Several important services today are required by Commerce: 

  • Distribution network design: the evaluation of options today must enable customer success; while in the past the business objective has been cost management.
  • Inventory positioning: distributing the right inventories in the right locations and maintaining the right levels for “Flow” is a critical success factor.
  • Channel design and management: new methods are required for understanding how channels work and how partners integrate.
  • Cross-border movements: planning and managing product flows, along with accommodating changes, requires collaboration to achieve speed and customer needs.
  • Digital supply chains and process integration: conversions to digital methods facilitate speed and also improve collaboration, which is necessary for today’s Commerce.

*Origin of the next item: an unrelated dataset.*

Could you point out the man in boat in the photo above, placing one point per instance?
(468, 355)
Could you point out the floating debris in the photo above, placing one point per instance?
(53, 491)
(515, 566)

Last, but far from least, is the strategic value of resource reallocation.  Re-thinking the executive agenda for capital investments, business priorities, and goal definition can often payoff even without new products or innovative new services.  With the value creation potential of Commerce, it is increasingly important to redefine the company strategies, and include supply chain along with others to maximize how the business competes.

This discussion is intended to explain the value of Commerce in today’s world of business and why all supply chain leaders need to step up to get involved in your company’s customer programs.  Customer service is no longer the exclusive domain of sales and merchandising.  It has become a critical success factor as the world of online business transactions grows in many directions.

All businesses today must focus on Commerce in addition to Strategy, Logistics, and Technology.  The very survival of most companies is at stake.  The profitable growth of all companies is dependent on effective and fast supply chains in achieving customer success more than ever before, as well as the urgent understanding of Digital Commerce and its importance and value.